Court order to police over alleged Hugh Grant hacking

Jemima Khan and Hugh Grant in 2007
Image caption Neither Mr Grant or Ms Khan were in court for the hearing

A High Court judge has ordered police to disclose information relating to alleged hacking of the voicemail messages of Hugh Grant and Jemima Khan.

Mr Justice Vos said the Metropolitan Police should disclose details of alleged hacking by a private investigator for the News of the World.

Mr Grant and Ms Khan were not in court and the Met did not oppose the order.

Hugh Grant was among figures who led calls for a public inquiry into phone hacking by the News of the World.

During the 20-minute hearing at the High Court in London on Wednesday lawyers representing Mr Grant and Ms Khan said police had indicated their telephone messages may have been intercepted.

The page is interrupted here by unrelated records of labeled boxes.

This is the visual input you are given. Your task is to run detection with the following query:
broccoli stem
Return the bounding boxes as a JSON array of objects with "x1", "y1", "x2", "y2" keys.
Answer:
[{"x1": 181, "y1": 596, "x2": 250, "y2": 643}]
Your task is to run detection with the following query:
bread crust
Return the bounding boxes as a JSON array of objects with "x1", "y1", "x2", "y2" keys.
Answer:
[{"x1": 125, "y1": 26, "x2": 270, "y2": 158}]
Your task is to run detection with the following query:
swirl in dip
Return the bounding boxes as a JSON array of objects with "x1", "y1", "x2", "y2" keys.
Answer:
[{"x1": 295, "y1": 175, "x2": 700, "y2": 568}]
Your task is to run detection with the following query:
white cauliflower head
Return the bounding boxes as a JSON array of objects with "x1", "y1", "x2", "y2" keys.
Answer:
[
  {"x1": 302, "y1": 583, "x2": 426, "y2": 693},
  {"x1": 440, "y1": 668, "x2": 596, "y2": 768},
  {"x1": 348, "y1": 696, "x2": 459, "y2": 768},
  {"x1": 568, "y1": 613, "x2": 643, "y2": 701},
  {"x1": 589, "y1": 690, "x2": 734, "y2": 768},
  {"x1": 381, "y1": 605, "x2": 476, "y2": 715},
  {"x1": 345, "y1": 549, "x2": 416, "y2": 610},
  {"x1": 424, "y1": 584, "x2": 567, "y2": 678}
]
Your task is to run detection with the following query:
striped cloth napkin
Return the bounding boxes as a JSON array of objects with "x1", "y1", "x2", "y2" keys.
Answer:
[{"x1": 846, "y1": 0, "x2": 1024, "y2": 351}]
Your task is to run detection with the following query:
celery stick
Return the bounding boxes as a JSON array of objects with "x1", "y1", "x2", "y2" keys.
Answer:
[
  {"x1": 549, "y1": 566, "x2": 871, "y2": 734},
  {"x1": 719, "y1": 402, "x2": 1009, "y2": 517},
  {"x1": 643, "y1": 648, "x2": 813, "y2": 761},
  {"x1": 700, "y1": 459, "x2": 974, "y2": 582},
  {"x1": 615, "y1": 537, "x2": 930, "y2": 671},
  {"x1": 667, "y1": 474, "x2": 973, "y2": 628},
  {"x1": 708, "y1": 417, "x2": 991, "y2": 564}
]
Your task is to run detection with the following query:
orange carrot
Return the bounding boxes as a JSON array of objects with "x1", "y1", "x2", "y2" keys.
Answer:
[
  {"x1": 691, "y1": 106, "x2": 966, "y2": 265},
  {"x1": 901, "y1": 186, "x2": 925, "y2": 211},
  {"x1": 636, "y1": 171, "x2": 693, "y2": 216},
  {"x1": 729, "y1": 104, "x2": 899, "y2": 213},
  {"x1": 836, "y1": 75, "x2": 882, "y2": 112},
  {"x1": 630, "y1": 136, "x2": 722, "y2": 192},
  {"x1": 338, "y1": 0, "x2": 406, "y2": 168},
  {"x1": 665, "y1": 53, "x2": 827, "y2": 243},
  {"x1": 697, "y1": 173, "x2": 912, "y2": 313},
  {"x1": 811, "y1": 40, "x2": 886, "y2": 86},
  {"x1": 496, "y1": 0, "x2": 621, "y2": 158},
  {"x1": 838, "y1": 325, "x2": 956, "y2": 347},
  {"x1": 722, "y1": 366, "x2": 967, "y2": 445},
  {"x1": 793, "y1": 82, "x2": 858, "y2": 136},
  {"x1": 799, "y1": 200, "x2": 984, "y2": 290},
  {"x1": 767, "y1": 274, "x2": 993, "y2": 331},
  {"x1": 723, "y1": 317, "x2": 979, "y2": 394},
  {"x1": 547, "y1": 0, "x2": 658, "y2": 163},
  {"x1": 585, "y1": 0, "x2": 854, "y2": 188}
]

Mr Grant's belief he was a victim of phone hacking led him to carry out an undercover investigation on the issue for the New Statesman magazine in April.

Ms Khan recently told The Independent she had become a member of the "hacked club".

She told the paper: "I do remember noticing that voicemail messages, which I had not yet listened to, were going directly to old or saved messages.

"I assumed, as any techno-moron would, that I had simply messed up the phone settings."

After it emerged earlier this month that among the phones hacked was that of murdered schoolgirl Milly Dowler, Mr Grant joined the Hacked Off campaign calling for a public inquiry.

The government later announced a judge-led inquiry to look at phone hacking and the wider issue of media regulation.

Hacking on 'industrial scale'

Mr Grant recently told the BBC how he secretly recorded a conversation with former News of the World journalist Paul McMullen after he "boasted" about phone hacking "on an industrial scale".

Asked if there was legitimate public interest in his private life, Mr Grant said: "There is certainly interest but it's back to the old cliche of what is interesting to the public and what is in the public interest.

"A lot of it is of interest to the public but none of it is in the public interest."

Mr Grant is one of thousands of people - from footballers, politicians and actors to "ordinary people" - whose phones are believed to have been hacked by private investigator Glenn Mulcaire.

Several high-profile figures, including former Deputy Prime Minister Lord Prescott, actor Jude Law, television presenter Ulrika Jonsson and retired footballer Paul Gascoigne, have launched damages claims against News Group Newspapers, publishers of News of the World.

A civil trial at the High Court is due in January.

Mr Justice Vos is due to hear evidence about several "lead claimants" at the trial and assess damages.

Several people, including actress Sienna Miller and football pundit Andy Gray, have already settled out of court.